Sugar Inquiry Commission’s forensic report on sugar crisis made public

Sugar Inquiry Commission's forensic report on sugar crisis made public

ISLAMABAD: Information Minister Shibli Faraz and PM’s aide on accountability, Shehzad Akbar, on Thursday revealed details from the Sugar Forensic Commission (SFC) constituted to find out those behind the sugar shortage and price hike of the commodity in the country earlier this year.
Akbar said the report revealed that the sugar mill owners were acting as “cartels”. Six major groups hold 51 per cent of the production supply, he added.
Akbar said the report had proven what PM Imran Khan had always maintained.
“Whenever a businessman comes into politics, he will always do business even at the expense of the poor. So his [PM’s] thinking has been validated. A certain business community has captured the market and as a result, people are suffering,” he said.
He added that the report will be available online shortly for anyone to read following the prime minister’s orders.
Akbar said that the report revealed that certain sugar mills used informal receipts. “It was ultimately the farmer who was crushed because there was no official record. The mill owners showed the price of production to be more than the support price which meant that farmers earned less.”
He added that mill owners also conducted informal banking with the farmers which hurt the farmers because it was an unregulated process. This gave the mill owners a profit of up to 35 per cent, he said.
Akbar said that it was the first time that an “independent inquiry” has been conducted into the cost of production. “In 2017-18, sugar mills determined the cost of production at Rs51 per kilo whereas the report gave an estimate of Rs38 instead.
“In 2018-19, sugar mills gave cost price at Rs52.60 while the report gave an estimate of Rs40. [The sugar mill owners] purchased sugarcane at a lower price but showed a higher price in the invoices,” he said.
The SAPM said that the report also pointed out that the sucrose content as shown by Pakistani mill owners (9.5pc to 10.5pc) was less than the international standard.
There are two injustices — inflated cost of production and market manipulation — which were being done with the country’s people, according to the report, he said, adding that accounting fraud was also being committed by the sugar mill owners.
“The report also showed that mill owners are maintaining two account books. There is an under-reporting on sugar procurement of 25-30pc, which is an absolute scandal. Tax is not paid because of this.”
Akbar said the report revealed that the Omni Group in Sindh had “specifically benefited” from the subsidies the Sindh government provided. He added that the report revealed Sindh Chief Minister Murad Ali Shah’s name.
He questioned why the chief minister gave additional subsidies to the Omni Group as it was already getting subsidies from the federal government.
Last month, the commission had asked for an extension of three weeks’ time to submit the report — a move that was met with much criticism by the opposition.
The SFC had been constituted by the government in the first week of April following the release of two separate inquiry reports of the Federal Investigation Agency (FIA) on the issue of artificial shortage of sugar and wheat in the country and sudden increase in their prices last year.

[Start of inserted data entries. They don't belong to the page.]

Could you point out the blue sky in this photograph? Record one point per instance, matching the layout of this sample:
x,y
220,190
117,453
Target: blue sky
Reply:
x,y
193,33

The inquiry report on sugar had revealed names of many bigwigs, including Jahangir Tareen, the former secretary-general of the ruling Pakistan Tehreek-i-Insaf (PTI) and a close confidant of the prime minister, who had allegedly benefitted from the crisis.
After the release of the report, the opposition had demanded that the premier take stern action against those who had been declared responsible for the crisis by the FIA committee.
Prime Minister Khan had vowed to take action, but said he would do so after receiving the forensic audit report from the commission that he had constituted on the recommendation of the ‘initial’ reports. The commission comprises officials from a number of agencies and departments including the Intelligence Bureau and the Federal Board of Revenue.